U.S. Statement at the
Interactive Dialogue with the Special Rapporteur on the situation of human rights in Eritrea
June 4, 2013

As Delivered by Ambassador Eileen Chamberlain Donahoe

Thank you, Mr. President.  The United States thanks the Special Rapporteur on the situation of human rights in Eritrea, Sheila B. Keetharuth, for her report.  The Africa Group led the creation of this mandate last year, and the need to maintain it could not be greater.  Eritreans continue to flee the country in large numbers largely due to the government’s violations of human rights and the limitations the government’s restrictive policies place on the country’s economic potential.  The Council must continue to focus on improving conditions in Eritrea so individuals may enjoy those rights enshrined in the Universal Declaration of Human Rights.
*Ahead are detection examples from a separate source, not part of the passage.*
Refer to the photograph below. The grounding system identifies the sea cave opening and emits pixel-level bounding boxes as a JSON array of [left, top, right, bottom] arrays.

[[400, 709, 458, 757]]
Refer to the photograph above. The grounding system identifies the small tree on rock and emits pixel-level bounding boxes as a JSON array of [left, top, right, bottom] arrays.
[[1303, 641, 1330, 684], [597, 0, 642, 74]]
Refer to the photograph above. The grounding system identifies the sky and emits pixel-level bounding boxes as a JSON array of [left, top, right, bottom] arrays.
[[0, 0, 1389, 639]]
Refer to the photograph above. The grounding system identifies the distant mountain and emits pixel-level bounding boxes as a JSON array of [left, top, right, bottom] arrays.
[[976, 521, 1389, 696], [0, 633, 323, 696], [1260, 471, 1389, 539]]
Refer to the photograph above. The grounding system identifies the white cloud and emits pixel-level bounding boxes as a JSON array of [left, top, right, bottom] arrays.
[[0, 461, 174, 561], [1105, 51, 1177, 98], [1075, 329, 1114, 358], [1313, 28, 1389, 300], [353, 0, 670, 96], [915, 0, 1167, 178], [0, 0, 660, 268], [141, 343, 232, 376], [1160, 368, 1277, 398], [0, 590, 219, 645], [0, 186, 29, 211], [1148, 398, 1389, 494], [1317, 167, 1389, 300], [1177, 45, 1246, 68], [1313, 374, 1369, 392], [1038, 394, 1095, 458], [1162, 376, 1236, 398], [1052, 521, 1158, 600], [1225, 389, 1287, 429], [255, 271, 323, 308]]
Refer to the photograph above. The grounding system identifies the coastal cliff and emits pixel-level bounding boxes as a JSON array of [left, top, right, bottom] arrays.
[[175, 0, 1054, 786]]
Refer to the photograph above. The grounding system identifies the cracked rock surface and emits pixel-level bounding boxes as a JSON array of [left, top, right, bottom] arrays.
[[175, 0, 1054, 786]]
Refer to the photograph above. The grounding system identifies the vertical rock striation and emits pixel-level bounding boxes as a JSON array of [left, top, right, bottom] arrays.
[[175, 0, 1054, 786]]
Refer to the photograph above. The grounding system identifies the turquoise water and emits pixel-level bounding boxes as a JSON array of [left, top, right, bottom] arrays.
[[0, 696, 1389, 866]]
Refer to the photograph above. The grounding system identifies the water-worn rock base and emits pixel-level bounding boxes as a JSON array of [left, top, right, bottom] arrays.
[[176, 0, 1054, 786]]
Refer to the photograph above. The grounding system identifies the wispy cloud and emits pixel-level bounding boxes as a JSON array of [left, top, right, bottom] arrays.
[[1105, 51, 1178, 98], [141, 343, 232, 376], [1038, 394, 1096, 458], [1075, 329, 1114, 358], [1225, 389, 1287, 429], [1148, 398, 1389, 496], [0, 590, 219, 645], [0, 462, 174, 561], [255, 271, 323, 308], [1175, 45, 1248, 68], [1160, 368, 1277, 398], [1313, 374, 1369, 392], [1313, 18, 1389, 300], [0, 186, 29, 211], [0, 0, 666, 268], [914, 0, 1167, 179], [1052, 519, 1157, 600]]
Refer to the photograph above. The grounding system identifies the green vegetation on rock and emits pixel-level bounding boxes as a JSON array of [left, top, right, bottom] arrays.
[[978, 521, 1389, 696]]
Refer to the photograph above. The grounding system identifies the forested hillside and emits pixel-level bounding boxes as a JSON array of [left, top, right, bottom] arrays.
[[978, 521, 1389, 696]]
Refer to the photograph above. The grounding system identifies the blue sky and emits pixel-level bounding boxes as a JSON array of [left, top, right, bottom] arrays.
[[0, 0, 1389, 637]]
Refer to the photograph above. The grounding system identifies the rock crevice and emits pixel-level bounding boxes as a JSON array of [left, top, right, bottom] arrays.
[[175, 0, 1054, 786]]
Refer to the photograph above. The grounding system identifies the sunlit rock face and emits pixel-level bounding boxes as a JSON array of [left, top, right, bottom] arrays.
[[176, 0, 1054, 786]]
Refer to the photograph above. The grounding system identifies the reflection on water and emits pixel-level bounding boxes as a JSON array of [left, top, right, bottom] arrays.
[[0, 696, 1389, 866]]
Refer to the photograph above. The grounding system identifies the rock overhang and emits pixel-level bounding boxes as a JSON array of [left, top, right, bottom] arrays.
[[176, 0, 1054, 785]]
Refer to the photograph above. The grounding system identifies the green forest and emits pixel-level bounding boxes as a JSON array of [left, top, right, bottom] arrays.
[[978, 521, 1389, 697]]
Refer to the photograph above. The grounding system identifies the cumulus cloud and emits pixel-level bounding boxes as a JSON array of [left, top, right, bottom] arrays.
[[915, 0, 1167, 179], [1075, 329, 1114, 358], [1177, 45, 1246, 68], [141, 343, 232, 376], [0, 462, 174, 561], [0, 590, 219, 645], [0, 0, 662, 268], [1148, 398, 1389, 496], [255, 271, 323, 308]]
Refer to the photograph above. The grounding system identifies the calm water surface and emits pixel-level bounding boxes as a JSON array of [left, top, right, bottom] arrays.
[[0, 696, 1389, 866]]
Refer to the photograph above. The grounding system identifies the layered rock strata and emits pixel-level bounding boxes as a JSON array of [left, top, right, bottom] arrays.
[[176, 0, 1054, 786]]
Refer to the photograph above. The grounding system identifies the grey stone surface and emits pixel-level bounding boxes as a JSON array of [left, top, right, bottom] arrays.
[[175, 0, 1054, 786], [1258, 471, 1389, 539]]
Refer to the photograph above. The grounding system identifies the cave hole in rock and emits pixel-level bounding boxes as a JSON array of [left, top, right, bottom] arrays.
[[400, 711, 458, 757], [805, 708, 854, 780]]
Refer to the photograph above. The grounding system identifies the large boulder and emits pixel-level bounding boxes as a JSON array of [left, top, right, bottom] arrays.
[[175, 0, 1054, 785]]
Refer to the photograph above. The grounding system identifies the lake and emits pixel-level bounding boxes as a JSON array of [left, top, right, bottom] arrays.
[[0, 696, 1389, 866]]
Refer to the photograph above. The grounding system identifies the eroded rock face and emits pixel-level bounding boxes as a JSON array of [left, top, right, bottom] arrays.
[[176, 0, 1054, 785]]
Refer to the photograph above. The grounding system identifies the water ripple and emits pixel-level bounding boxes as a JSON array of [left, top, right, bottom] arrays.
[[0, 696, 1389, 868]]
The Government of Eritrea should cooperate with the international community, including this Council, to address human rights concerns.  The Government of Eritrea could take a step in this direction by allowing the Special Rapporteur to visit the country.  The government should also allow visits by other special procedure mandate holders, as their multiple requests have gone unanswered.  Such engagement aims to provide increased transparency and technical assistance to improve the human rights situation.

The United States appreciates the Special Rapporteur’s focus on the root causes of human rights violations in Eritrea.  As she notes, systematic human rights violations stem from the absence of due process and a lack of credible institutions.  The government does not respect the rule of law.  There is no separation of powers, as control is centralized under the president.  The constitution has yet to be implemented.  There have been no elections since the country’s independence in 1993.  The people of Eritrea deserve a government that respects and protects the rule of law, and they should be able to freely choose that government through free and fair elections.

Eritrea’s security forces continue to kill and torture its citizens.  Disappearances are shockingly common.  Reports indicate that prison conditions are inhumane.  We encourage the government to address these abuses.  The government should also end its indefinite conscription of people into national service.  It should allow its citizens to exercise their universal human rights, including the freedoms of expression, assembly, association, and religion.

The Special Rapporteur’s conclusions note that change in Eritrea requires “a fundamental reform process transforming the current culture of rights denial into one anchored in the rule of law and in respect for and the realization of all human rights and human dignity.”  She also identified a number of specific human rights priorities on which she would like to engage.  We would appreciate her views on how Council member countries can encourage the development of rule of law in the country, as well as improvements in regard to the more specific human rights priorities she discussed.